Who, what? Oh, Post is here for his fifteen minutes of fame, sure – let’s take it up a notch. First of all check out the data_mapper/model/Post.php file, it should be pretty similar to the User.php file in the same directory that we looked at earlier. Post extends DomainObject, has two fields ($text, $user) and two accessor methods each for these fields. Next, bring up data_mapper/model/PostMapper.php and let’s have a look at it. As the UserMapper class PostMapper extends DataMapper, however the findAll() method is new, also the insert() method works a bit different.
PostMapper::findAll()’s three first rows should be self explanatory we select all posts, left join in the user for each post and retrieve them all with fetchAll(). Next we start looping through the rows we got, first we call Posts’s getObjectForRow()-method (which is identical to the UserMapper’s method with the same name except we create a Post-object instead of a User-object) to create our Post-object. Secondly, since we left-joined the users to the posts and each returned row both contain the Post and User rows, we call UserMapper::getObjectForRow() on the same row to create our user. We assign the User to the Post by calling setUser() and then put our creation in the $posts array. This process is done for each Post/User-pair and then we return all of it at the last line.
PostMapper::insert() is also a bit different from it’s UserMapper cousin, so let’s have a look shall we. The first thing we do is to retrieve the Post’s user and make sure it’s actually an instance of the User object (we can’t save a post that doesn’t have a user, it’s not a magical post that can post itself now is it?), then we have to make sure the user actually has an id, if doesn’t (the getId() method returns null) we insert it first into the database so it get it’s id that we later insert into the posts-table. The next rows in PostMapper::insert() is close to identical to UserMapper::insert(), so they should need no further explanation.

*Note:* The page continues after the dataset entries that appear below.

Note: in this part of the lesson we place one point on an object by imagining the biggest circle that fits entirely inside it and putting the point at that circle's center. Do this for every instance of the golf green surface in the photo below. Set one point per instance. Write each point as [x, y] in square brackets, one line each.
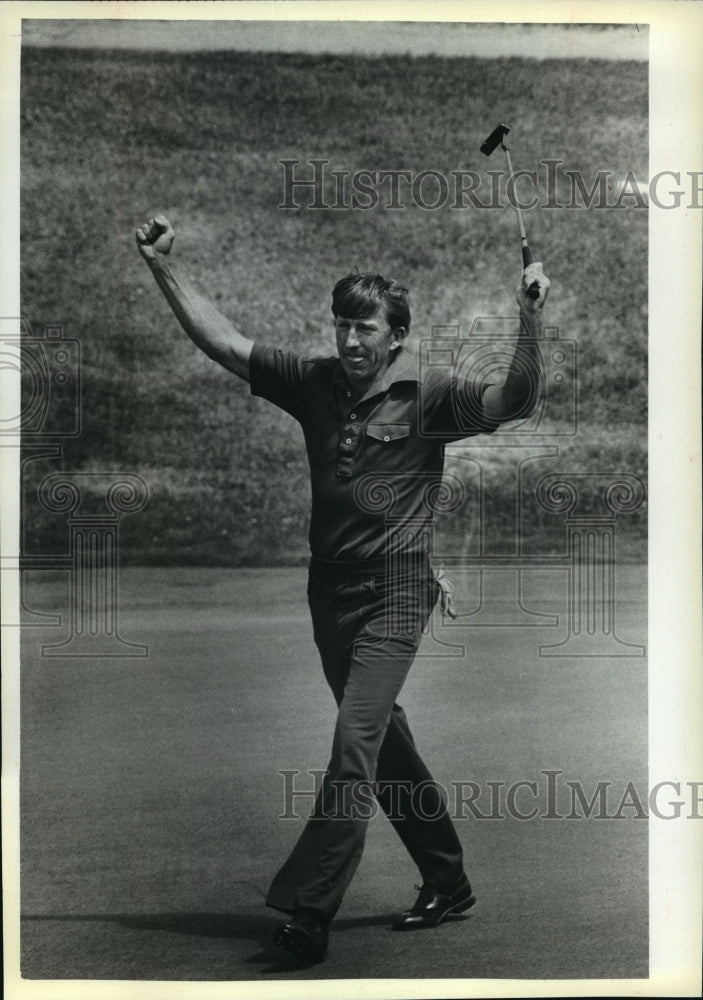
[151, 790]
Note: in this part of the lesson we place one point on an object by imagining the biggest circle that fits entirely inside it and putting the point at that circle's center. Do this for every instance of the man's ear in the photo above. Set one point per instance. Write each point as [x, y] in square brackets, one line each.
[399, 335]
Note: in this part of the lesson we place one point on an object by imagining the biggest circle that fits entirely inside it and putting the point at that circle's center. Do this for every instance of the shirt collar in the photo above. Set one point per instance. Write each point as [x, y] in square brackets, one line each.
[404, 368]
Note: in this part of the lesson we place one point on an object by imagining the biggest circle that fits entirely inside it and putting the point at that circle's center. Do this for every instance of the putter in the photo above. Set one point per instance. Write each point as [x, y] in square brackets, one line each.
[495, 139]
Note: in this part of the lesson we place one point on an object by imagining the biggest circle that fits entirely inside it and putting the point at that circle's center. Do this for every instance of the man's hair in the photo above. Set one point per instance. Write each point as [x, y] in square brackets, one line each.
[358, 296]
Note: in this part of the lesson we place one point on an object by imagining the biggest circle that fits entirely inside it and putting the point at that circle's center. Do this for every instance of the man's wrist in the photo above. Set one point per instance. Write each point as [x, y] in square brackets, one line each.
[531, 318]
[158, 262]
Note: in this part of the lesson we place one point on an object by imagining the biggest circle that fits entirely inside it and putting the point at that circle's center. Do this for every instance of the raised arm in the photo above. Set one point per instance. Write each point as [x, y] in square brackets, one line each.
[518, 395]
[212, 332]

Let’s try this out in practice, shall we? Let’s have a look at this nugget of gold:
<?php
require 'bootstrap.php';
$anakin = UserMapper::find(1);
$leia = new User;
$leia->setName('Leia Organa');
$leias_post = new Post;
$leias_post->setText('You came in that thing? You\'re braver than I thought.');
$leias_post->setUser($leia);
$anakins_post = new Post;
$anakins_post->setText('I find your lack of faith disturbing.');
$anakins_post->setUser($anakin);
PostMapper::insert($leias_post);
PostMapper::insert($anakins_post);
var_dump($leia->getId(), $leias_post->getId(), $anakins_post->getId()); // int(3), int(1), int(2)
At the first row we retrieve or Anakin Skywalker object (which we know should have id 1 from our previous examples), secondly we create a new user under the name of Leia Organa, this is to demonstrate that the PostMapper::insert()-method works both with a saved and unsaved User object as a Post’s User. Next we create Two posts and assign the first to Leia and the second to Anakin. Last we call PostMapper::insert() on the two posts, what happens now is that with the first post ($leias_post) the PostMapper will see that Leia isn’t saved in the database and will call UserMapper::insert() on Leia, so she gets put in the database – and then save her post afterwards. Anakin however is already in the database and his post is inserted without having to do anything with him.
Last we call var_dump() on leia and the two posts to show that they were put in the database, we should get back something like this int(3) int(1) int(2).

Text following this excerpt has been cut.